Palmer amaranth is one of about 60 recognized kinds of pigweed or amaranth (we call it redroot in my neck of the woods). The Palmer type is native to the arid southwest but finds other climates just fine, especially in drought years. First it marched across the southern states and now is invading the Midwest. I have a great hunch that other pigweeds like the kind that plagues my garden will also become glyphosate-resistant if they haven’t already. Ironically, the weedkiller industry is now advocating crop rotation along with their herbicides as the way to control weeds, which of course is what wise farming understood long before Roundup came around.
What makes this situation almost amusing is that Palmer amaranth is at least 8000 years old and makes nutritious food for humans. Amaranth was a staple in the Aztec diet as well as Mississippian Indian cultures of the mound-building era. To this day, the seeds or grains of this “weed” are popped and mixed with honey to make a popular snack in Mexico called alegria. Grain amaranth is still found in seed catalogs (Seeds of Change, for one). Back in the 1970s and 80s, the Rodale Institute, under the aegis of Bob Rodale, began seriously to experiment with pigweed and the Rodale Institute remains today an excellent source of information on it. The first time I saw a whole field of pigweed in neat, long rows on the Rodale farm, I nearly went into cultural shock. This weed, which I had been taught from childhood was consummate evil, was arrayed in agronomic splendor across the landscape. But I became convinced that Bob was onto something and for quite a few years wrote enthusiastically about farmers and gardeners who tried to grow amaranth as a food crop.

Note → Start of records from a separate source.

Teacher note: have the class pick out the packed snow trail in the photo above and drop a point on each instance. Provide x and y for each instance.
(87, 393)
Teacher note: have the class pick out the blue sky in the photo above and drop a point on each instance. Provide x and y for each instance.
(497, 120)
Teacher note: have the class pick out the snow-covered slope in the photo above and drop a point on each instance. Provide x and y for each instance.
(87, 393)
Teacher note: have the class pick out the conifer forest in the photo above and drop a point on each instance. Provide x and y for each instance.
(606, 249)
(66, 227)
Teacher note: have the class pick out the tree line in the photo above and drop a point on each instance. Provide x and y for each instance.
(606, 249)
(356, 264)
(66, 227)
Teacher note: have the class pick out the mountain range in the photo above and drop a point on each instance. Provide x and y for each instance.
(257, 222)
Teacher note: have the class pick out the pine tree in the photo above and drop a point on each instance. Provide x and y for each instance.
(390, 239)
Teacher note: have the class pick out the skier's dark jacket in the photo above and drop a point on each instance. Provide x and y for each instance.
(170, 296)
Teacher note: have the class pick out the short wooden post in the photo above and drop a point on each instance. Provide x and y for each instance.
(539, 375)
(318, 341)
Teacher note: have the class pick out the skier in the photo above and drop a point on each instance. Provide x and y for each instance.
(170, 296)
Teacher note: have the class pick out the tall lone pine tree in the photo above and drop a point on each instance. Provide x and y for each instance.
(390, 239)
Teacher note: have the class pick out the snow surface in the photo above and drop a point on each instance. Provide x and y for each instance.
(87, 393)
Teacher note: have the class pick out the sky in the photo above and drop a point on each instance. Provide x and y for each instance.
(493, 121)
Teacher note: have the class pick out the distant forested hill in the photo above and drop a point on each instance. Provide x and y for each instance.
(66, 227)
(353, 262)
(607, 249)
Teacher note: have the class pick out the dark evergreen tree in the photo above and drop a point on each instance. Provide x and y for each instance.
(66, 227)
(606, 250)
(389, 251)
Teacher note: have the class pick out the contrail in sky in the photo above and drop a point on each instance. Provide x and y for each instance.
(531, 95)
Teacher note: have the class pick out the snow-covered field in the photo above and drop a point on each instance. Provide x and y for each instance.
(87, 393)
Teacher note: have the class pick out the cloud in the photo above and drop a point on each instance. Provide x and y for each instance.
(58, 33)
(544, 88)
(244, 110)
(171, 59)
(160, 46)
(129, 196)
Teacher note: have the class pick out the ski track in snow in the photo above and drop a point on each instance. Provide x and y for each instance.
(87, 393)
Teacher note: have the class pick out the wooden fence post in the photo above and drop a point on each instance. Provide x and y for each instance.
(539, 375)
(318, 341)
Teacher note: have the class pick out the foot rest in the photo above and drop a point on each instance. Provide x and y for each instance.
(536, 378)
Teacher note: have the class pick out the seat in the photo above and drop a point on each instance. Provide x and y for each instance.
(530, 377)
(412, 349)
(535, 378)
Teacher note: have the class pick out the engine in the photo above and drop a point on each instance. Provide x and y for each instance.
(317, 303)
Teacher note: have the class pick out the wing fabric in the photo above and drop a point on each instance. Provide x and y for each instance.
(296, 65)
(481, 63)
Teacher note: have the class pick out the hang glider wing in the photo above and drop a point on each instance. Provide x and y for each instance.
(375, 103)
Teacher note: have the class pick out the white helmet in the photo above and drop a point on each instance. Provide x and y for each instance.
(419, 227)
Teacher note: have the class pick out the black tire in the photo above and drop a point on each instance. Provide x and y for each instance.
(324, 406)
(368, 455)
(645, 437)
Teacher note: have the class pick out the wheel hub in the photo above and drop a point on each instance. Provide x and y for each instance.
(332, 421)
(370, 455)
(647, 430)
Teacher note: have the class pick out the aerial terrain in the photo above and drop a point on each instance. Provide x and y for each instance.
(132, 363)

But American society is not geared for pigweed farming. The seeds are so tiny that they are devilish hard to harvest and handle with piston engine power. Prehistoric hunters and gatherers painstaking gathered and ground the grain into good food because that’s what they did. We will still hunt and gather wild nuts, berries, mushrooms and fish for fun but not for work. We don’t do pigweed because we don’t need to do it and there’s no cultural glamor in it. We could change, I suppose. Harvesting marijuana is just as painstaking as harvesting pigweed but quite a few people are willing to do that, it seems. There may come a day when that will be true of pigweed too and it won’t be illegal. Until then, we must try to poison nutritious free food into extinction to suit the goals of industrial grain production. Some days I wonder if it might not be better to culturally engineer humans to enjoy small scale garden farming than to genetically engineer weeds to save large scale agribusiness.